Ghetto'da yaşayan biri, hayatın sertliği karşısında yılmaz. Bu insanlar, her zorluktan yeni bir güç devşirir. Her yara, onları daha da güçlü kılar; her kayıp, onları daha da derinleştirir. Ghetto'nun sessiz yankıları, her adımda hissedilir; bu yankılar, insanın içindeki en karanlık ve aynı zamanda en aydınlık köşeleri açığa çıkarır. Burada yaşam, bir anlamda acı ve sevginin iç içe geçtiği bir destandır.

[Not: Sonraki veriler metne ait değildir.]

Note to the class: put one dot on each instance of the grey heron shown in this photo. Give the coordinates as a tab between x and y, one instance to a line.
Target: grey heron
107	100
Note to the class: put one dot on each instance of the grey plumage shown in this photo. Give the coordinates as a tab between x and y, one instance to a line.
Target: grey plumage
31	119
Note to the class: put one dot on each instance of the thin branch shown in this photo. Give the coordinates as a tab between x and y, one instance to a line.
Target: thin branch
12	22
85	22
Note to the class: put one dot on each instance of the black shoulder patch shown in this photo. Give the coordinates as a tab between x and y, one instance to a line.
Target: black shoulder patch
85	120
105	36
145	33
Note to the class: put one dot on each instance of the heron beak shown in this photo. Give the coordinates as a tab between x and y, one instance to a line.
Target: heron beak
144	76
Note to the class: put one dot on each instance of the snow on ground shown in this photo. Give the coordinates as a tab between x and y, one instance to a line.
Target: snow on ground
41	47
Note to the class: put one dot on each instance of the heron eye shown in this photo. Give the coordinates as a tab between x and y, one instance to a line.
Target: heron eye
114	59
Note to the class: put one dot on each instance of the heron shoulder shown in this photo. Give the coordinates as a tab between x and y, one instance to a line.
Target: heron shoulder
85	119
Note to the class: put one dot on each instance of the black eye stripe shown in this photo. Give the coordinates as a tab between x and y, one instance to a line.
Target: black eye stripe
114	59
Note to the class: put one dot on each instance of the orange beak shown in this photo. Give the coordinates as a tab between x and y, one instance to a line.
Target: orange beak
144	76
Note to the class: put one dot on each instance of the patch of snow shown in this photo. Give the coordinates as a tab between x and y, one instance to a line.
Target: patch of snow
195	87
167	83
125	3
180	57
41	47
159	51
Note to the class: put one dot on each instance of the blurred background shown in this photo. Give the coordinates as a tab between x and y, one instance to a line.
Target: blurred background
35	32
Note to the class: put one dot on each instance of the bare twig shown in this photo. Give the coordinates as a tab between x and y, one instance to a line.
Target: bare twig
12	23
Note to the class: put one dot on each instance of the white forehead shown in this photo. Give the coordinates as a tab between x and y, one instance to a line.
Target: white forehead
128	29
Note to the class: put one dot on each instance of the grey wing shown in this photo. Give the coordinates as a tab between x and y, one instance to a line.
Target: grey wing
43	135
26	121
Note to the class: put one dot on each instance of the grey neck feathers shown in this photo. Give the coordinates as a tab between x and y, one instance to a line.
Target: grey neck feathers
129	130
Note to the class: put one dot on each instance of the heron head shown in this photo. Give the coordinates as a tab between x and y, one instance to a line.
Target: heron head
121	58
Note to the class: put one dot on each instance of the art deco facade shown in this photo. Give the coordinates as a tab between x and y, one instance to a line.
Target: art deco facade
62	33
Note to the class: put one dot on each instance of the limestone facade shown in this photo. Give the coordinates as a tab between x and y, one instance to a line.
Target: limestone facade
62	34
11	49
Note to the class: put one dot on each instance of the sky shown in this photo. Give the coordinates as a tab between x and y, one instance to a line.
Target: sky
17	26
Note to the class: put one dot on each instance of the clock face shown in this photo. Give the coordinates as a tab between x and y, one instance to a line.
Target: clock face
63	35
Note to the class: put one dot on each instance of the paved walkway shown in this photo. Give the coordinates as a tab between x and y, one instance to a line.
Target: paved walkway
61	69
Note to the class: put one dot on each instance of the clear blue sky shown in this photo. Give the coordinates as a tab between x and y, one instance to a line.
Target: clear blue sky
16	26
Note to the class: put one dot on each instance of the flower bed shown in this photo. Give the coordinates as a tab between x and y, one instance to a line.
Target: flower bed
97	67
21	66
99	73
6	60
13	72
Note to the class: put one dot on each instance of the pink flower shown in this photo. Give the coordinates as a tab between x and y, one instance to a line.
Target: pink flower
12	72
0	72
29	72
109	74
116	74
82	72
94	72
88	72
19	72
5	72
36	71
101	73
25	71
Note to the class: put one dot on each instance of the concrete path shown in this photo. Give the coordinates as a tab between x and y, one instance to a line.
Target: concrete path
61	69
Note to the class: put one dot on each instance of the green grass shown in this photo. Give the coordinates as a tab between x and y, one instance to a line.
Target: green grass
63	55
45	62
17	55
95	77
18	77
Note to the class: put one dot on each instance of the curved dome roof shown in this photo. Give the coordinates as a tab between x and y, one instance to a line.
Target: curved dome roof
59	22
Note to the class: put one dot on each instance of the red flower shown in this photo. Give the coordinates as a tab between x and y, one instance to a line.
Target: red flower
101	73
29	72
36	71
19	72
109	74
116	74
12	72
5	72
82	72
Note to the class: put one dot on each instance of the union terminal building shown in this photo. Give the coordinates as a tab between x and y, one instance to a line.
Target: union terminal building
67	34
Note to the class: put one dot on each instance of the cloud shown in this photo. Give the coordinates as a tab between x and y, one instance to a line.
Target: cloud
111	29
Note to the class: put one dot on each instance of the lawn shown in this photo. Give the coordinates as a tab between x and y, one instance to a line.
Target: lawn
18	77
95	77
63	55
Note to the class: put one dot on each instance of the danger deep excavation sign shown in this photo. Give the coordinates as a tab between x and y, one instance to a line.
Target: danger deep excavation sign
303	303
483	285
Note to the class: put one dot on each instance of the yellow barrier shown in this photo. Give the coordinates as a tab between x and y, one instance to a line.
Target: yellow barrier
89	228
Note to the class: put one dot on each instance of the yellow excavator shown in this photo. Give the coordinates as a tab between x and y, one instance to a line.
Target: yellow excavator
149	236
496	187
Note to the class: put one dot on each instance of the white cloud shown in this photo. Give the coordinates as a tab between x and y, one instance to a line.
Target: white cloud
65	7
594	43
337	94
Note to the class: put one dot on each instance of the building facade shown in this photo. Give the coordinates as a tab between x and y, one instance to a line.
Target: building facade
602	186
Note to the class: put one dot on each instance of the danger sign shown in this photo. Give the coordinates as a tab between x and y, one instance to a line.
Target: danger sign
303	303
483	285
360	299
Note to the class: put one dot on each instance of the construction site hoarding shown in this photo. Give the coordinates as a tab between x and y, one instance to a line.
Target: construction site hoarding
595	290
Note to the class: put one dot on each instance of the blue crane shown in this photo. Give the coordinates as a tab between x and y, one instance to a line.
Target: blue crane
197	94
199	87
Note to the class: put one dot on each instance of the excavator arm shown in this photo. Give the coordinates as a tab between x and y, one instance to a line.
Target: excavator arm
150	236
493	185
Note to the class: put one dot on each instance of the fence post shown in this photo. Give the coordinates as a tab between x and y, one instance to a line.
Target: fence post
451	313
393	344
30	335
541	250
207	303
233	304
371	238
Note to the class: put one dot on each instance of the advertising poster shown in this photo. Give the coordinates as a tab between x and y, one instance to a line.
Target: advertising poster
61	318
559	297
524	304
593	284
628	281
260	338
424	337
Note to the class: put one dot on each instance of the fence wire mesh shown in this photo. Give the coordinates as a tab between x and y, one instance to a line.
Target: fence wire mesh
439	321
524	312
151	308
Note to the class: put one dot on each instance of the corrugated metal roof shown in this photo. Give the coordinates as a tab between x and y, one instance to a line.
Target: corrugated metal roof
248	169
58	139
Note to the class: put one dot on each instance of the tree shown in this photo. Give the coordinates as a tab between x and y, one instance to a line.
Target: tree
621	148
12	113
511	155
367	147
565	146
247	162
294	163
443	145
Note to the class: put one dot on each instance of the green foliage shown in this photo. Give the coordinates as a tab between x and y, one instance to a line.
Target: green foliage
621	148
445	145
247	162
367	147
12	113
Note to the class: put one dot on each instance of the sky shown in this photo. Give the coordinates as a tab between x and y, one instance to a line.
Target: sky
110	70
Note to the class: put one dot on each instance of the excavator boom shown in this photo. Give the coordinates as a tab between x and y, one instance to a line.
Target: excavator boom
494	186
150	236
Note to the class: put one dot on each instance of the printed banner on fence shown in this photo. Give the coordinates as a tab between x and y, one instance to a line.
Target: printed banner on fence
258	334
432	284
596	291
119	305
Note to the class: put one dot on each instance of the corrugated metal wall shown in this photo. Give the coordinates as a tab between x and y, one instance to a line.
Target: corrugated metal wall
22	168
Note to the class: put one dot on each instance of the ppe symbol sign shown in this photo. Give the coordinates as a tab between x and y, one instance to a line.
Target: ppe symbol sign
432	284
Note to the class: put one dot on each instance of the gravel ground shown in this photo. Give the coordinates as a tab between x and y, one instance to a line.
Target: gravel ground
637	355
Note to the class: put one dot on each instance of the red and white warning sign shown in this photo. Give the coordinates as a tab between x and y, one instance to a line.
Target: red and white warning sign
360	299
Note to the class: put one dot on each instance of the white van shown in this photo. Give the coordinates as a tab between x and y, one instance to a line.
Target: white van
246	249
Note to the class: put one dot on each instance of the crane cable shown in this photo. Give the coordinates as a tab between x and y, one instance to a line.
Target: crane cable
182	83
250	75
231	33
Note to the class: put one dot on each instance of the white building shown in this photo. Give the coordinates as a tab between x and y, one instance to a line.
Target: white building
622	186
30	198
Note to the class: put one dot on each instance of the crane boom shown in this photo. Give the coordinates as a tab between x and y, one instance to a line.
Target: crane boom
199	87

Bu destan, dışarıdaki dünya tarafından ne kadar görülmese de, orada yaşayanlar için hayatın ta kendisidir. Ve bu hayatta, en zorlu şartlar altında bile, insan ruhu, en saf ve en güçlü haliyle parlamaya devam eder. Ghetto'nun sessiz yankıları, insan olmanın derin anlamını yeniden tanımlar; hayatın en basit, en sade ve aynı zamanda en derin gerçekliğini açığa çıkarır.